# Dodo Juice Auto Express Awards - Double Whammy, Best Glass, Best Leather Cleaner



## Dodo Factory (Apr 11, 2007)

Dodo Juice have won two categories against fierce and established competition in the Auto Express product awards 2015.:thumb:

*BEST GLASS CLEANER* - Dodo Juice Clearly Menthol (£7.95 ready to go 500ml spray, from £3.74 as a refill for 500ml)



*BEST LEATHER CLEANER* - Supernatural Leather Cleaner (£9.95 ready to go 500ml spray)





Bespoke recipes and concentrated products do pay off... customers getting the products they deserve, and the products getting the recognition they deserve.

Well done on product selection if you're using them already


----------



## WHIZZER (Oct 25, 2005)

Congrats


----------



## rottenapple (Jun 12, 2014)

Nice win over some big r&d budgets 👍


----------



## MEH4N (Mar 15, 2012)

Very well deserved DJ.


----------



## Sicskate (Oct 3, 2012)

I do like my clearly menthol 

But where can you buy it at those prices??


----------



## macca666 (Mar 30, 2010)

Sicskate said:


> I do like my clearly menthol
> 
> But where can you buy it at those prices??


Quick Google search reveals most places??!! Even found one at £6.95 as it was reduced.

Well done and congratulations DJ.


----------



## NiallSD (May 21, 2013)

I like dodo products even if they are not the vogue brand atmo

Well deserved


----------



## Sicskate (Oct 3, 2012)

Knock on the door, I've got a package from Amazon... The wife bought me 500ml of clearly menthol 

Is she mad... I thought I was on a buying ban, it's like she's giving crack to a scag head!

I'm happy though


----------



## Preload (May 25, 2015)

I have just taken an ebay delivery today, of the Super natural leather cleaner and sealant from you fine people at DDJ. 
Along with the free samples which are a real nice touch. 
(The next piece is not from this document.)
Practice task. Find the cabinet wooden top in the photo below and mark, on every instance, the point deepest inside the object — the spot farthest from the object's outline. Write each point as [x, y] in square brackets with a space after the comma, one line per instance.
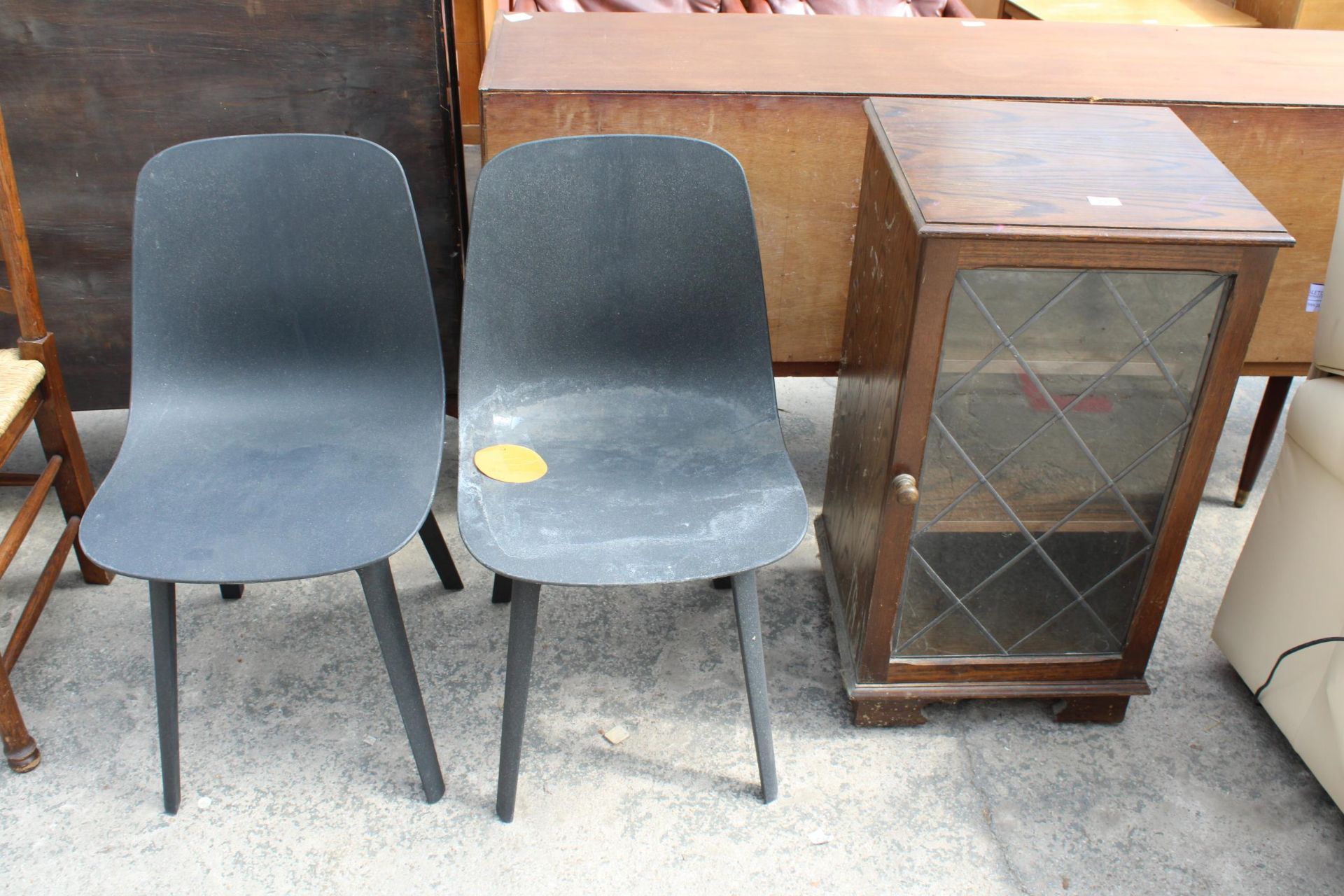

Then I have just noticed this thread five mins ago, good on you all for the award.

I'm looking forward to a weekend of detailing some fine Volvo Sovereign Leather with it. 

After 7 years and 138k miles I'm thinking there is going to be a noticeable difference in the look and feel. 

PL


----------



## Penfold90 (Jun 22, 2013)

fantastic.... added some more Clearly Menthol and the leather cleaner.... More spends...


----------



## 20vKarlos (Aug 8, 2009)

Congrats


----------



## C_chilled (Jul 31, 2014)

Good work and well done guys!


----------



## Vsti (Oct 27, 2013)

Congrats. Clearly Menthol is my favorite glass cleaner.


----------



## Steve_6R (Jun 9, 2014)

Nice one guys


----------



## MAXI-MILAN (Oct 26, 2008)

Congrats . Dodo always in the peak


----------